Welche Zusammenhänge sehen Sie zwischen den damaligen Aufbruchsbewegungen und den heutigen?
Der Umbruch von 1989 hat gezeigt: wenn sich viele Leute einig sind, können sie etwas bewegen. Kurz nach der Wende lernten wir langsam Laufen in der Demokratie, sich eigene Meinungen zu bilden und Gegenmeinungen zu hören und dabei trotzdem menschlich nicht den Anstand und Respekt für einander zu verlieren, auch gegenüber ehemaligen Machthabern, SED-Genossen und sonstigen Mitläufern. Daneben war „Keine Gewalt“ ein Motto und Slogan der friedlichen Revolution. Diese Aspekte müssen heute in der politischen Auseinandersetzung in Erinnerung gerufen werden, in Zeiten, in der Sprache, teilweise verroht, und politisch motivierte Gewalt vorkommt.
Warum finden Sie es wichtig, auch heute noch über die DDR zu reden?
Die DDR existierte 40 Jahre lang. Eine große Zeitspanne für nicht nur ein Menschenleben. Die Lebenszeit und die geformten Biografien mehrerer Generationen auch über das Jahr 1989 hinaus wurden durch dieses System geprägt für circa 17 Millionen Menschen. Die dunkle Seite dieser Diktatur (z.B. Willkürjustiz, Todesopfer der Grenze oder Zwangsadoptionen) müssen schonungslos aufgearbeitet werden und auch einen Weg in die öffentliche Diskussion des heutigen Deutschlands finden, um einer zu beobachtenden Verklärung („Ostalgie“) entgegenzuwirken. Der Wert von Rechtsstaat und Demokratie, speziell auch für junge Menschen, kann daran praktisch sehr gut erklärt und erfahrbar gemacht werden. Des Weiteren steht in geschichtlichen Rückblicken über Deutschland im öffentlichen Raum, egal in welcher Kategorie (Sport oder Kultur), sehr oft die alte Bundesrepublik Deutschland im Fokus, ohne dass der andere deutsche Staat überhaupt Erwähnung findet.

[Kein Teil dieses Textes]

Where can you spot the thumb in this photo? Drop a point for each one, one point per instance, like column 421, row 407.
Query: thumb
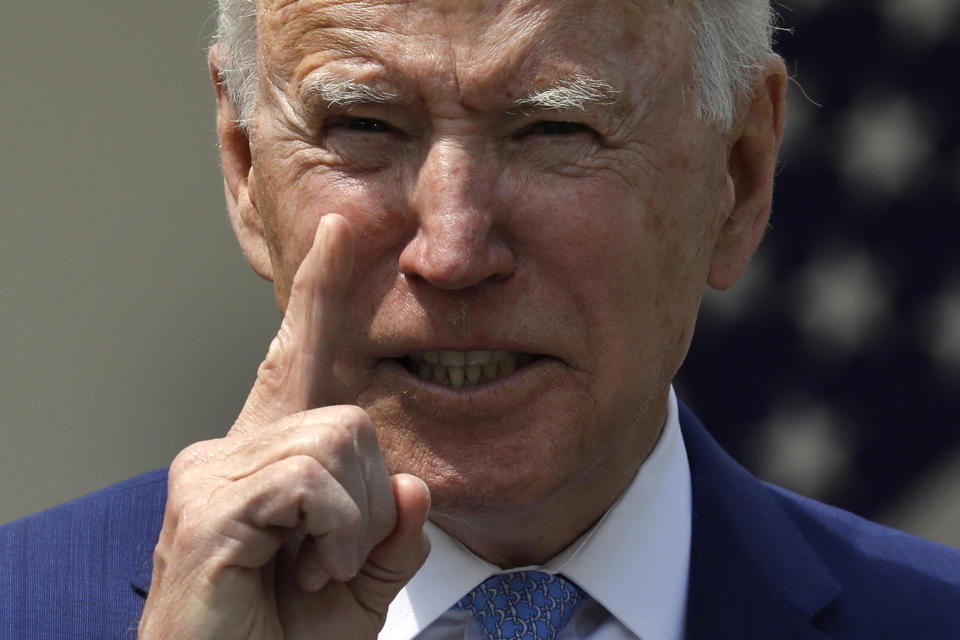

The GDR existed for 40 years. This is a huge time span not just for one person’s life. This system shaped the lifetime and formed the biographies of many generations, approximately 17 million people, even beyond 1989. The dark side of this dictatorship (e.g., arbitrary justice, death at the border, or forced adoptions) has to be examined ruthlessly, and it has to find its way into public discourse to counteract a glorification of the East (Ostalgie). It works well to explain and make tangible the significance of a lawful state and of democracy with the help of the GDR system, especially to younger people. Moreover, in historical reviews and evaluations, be it sports or culture, the former Federal Republic remains the focus, without any mention of the other German state.
Marko Gebel wurde 1974 in Wolfen (Sachsen-Anhalt) geboren. Von 1980 bis 1990 besuchte er die Polytechnische Oberschule und absolvierte danach eine Ausbildung zum Industriekaufmann. 1995 zog er nach München, wo er in verschiedenen Unternehmen im kaufmännischen Bereich arbeitete. Nebenberuflich machte er eine Fortbildung zum Industriefachwirt und ein Studium zum Betriebswirt (VWA) an der Verwaltungs- und Wirtschaftsakademie München und einen Bachelor of International Management an der FOM Hochschule für Ökonomie und Management. 2010 zog er nach Melbourne (Australien), wo er ebenfalls im kaufmännischen Bereich tätig war. Von 2011 bis 2014 schrieb er für Deutsche in Melbourne. 2014 gründete er das German Meetup Kino, ein Vorgänger des German Cinema Melbourne, welches im August 2017 offiziell in Betrieb ging.